To see how this might happen, imagine a needle-in-a-haystack problem that has one right answer and a million wrong answers. Suppose that our procedure for verifying the right answer when we see it is not flawless but instead is wrong 0.01% of the time. Now if we examine all of the 1,000,000 wrong answers, we will incorrectly classify 100 of them (0.01% of 1,000,000) as correct. In total, we’ll find 101 “correct” answers, only one of which is actually correct. The vast majority of “correct” answers — more than 99% of them — will be wrong.
Any research field that is looking for needles in haystacks will tend to suffer from this problem, especially if it relies on statistical studies, which by definition can never yield absolute 100% confidence.
Which brings us back to crowdsourcing.
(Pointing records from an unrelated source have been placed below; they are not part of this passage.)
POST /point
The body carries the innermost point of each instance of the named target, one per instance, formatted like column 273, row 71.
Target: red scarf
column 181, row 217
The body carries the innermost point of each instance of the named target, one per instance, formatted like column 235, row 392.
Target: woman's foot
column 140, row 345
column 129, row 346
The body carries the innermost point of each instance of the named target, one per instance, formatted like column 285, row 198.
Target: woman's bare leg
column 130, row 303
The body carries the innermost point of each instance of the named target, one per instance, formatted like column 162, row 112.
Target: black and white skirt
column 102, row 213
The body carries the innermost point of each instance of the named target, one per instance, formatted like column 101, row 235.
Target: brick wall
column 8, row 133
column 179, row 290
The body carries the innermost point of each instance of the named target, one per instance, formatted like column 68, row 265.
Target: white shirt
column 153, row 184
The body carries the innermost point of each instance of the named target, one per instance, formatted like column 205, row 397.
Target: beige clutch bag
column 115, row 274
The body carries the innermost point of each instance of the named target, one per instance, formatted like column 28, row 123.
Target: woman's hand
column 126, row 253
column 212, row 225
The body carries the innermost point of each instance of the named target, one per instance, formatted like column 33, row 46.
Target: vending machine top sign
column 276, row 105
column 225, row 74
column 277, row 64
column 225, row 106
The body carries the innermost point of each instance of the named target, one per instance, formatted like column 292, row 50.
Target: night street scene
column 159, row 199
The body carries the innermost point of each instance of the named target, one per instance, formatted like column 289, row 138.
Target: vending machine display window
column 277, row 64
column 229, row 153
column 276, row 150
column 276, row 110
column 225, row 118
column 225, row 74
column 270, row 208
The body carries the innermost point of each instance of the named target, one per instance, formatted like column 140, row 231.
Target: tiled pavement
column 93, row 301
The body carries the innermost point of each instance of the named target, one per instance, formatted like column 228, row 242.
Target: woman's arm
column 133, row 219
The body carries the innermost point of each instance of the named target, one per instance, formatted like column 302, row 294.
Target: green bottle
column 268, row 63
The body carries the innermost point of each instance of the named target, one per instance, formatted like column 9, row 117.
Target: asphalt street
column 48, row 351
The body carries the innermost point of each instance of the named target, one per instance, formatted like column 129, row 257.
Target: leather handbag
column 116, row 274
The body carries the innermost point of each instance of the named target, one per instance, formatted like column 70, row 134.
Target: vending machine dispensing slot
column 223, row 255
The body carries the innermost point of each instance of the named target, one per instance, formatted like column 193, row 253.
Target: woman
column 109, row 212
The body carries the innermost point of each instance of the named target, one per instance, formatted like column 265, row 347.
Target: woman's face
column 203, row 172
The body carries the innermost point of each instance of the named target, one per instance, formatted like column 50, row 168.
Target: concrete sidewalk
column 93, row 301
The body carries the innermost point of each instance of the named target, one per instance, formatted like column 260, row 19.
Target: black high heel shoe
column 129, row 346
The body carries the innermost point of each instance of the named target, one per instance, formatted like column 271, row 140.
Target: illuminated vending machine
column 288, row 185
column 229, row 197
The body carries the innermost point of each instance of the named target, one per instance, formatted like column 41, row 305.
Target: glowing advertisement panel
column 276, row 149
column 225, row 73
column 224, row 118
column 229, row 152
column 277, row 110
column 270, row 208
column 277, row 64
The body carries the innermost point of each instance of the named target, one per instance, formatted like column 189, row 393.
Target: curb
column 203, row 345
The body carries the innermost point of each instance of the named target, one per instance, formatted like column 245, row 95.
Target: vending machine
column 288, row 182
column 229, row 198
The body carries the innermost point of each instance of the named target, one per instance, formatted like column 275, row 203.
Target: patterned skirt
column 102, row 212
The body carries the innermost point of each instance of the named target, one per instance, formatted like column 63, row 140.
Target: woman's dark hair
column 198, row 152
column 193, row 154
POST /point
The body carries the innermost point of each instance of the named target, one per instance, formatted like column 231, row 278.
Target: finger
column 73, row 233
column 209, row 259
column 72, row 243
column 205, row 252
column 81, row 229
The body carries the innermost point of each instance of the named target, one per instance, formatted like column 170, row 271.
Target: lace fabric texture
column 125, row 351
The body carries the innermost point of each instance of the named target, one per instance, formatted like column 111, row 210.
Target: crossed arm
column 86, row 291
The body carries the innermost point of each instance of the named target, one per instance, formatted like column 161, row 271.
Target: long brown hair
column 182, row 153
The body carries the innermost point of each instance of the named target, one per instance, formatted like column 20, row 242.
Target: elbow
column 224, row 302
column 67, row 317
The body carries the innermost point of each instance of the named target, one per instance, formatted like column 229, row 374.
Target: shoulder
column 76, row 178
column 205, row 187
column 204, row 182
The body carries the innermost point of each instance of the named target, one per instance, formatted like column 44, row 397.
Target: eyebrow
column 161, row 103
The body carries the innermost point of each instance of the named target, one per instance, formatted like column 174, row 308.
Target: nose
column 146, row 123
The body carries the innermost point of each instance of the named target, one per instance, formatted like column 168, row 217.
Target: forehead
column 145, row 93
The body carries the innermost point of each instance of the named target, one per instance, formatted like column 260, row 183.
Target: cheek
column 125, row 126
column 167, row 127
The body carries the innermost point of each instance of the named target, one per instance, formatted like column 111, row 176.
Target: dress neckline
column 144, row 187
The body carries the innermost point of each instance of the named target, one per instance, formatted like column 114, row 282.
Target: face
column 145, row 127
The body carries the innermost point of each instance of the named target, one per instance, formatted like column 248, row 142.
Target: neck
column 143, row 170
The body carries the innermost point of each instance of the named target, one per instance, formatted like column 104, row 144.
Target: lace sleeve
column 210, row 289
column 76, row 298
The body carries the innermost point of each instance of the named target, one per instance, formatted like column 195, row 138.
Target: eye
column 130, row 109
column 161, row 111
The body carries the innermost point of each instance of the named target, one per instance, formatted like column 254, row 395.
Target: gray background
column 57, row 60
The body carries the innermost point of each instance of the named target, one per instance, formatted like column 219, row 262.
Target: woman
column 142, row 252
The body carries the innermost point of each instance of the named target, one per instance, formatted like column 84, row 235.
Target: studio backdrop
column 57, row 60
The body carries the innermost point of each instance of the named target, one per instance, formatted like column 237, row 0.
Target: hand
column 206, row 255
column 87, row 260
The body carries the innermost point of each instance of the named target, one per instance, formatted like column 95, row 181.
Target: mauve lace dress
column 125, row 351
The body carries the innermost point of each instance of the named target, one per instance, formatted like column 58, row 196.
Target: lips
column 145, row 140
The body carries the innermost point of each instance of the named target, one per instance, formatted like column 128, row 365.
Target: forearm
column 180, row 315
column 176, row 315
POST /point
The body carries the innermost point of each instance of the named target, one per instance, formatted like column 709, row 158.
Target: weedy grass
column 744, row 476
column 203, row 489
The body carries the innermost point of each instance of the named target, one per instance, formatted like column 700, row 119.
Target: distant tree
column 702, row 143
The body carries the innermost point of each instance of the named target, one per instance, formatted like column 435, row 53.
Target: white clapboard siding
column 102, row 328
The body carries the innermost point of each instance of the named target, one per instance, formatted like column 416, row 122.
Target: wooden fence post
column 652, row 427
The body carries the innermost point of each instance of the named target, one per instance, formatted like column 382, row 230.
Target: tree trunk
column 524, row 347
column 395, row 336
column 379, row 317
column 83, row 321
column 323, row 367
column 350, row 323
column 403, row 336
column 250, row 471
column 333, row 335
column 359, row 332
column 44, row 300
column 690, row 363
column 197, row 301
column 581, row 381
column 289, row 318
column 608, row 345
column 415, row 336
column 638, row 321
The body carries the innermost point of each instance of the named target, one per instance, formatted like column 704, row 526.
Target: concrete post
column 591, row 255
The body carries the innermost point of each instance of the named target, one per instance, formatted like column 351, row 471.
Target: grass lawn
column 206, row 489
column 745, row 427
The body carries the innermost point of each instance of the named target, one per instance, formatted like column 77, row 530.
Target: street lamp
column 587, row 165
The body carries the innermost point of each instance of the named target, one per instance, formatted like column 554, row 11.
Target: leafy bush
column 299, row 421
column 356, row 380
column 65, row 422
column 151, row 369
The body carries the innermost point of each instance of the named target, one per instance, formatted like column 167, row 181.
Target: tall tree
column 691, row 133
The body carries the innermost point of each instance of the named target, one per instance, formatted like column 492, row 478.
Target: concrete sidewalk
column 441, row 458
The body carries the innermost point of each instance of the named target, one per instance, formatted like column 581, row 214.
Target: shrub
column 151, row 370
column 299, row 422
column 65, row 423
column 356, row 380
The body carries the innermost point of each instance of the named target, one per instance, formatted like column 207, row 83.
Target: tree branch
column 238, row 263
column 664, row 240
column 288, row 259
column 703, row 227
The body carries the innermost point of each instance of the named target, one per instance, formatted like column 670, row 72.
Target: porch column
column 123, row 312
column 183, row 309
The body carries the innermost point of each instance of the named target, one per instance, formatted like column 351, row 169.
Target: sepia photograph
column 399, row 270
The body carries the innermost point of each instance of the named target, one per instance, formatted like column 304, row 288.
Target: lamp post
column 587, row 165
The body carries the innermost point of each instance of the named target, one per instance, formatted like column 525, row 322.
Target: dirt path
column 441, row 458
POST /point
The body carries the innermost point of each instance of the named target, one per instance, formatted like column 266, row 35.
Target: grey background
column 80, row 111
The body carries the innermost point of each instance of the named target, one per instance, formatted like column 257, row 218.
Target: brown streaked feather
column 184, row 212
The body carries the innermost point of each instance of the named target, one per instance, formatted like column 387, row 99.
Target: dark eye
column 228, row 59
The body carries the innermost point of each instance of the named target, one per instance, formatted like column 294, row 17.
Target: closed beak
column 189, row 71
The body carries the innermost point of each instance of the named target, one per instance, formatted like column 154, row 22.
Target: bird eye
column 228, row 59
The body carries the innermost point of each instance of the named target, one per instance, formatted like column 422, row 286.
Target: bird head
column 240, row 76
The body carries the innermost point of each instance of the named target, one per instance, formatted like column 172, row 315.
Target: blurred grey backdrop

If we’re not perfect at recognizing proposed answers as correct — and no human process is perfect — then a crowdsourcing approach to needle-in-a-haystack problems could well yield wrong answers most of the time.
How can we avoid this trap? There are only two ways out: reduce the size of the haystack, or improve our procedure for evaluating candidate answer. Here crowdsourcing could be helpful. If we’re lucky, vigorous discussion within the crowd will help to smoke out the false positives. It’s not just access to experts that helps, but dialog among the experts.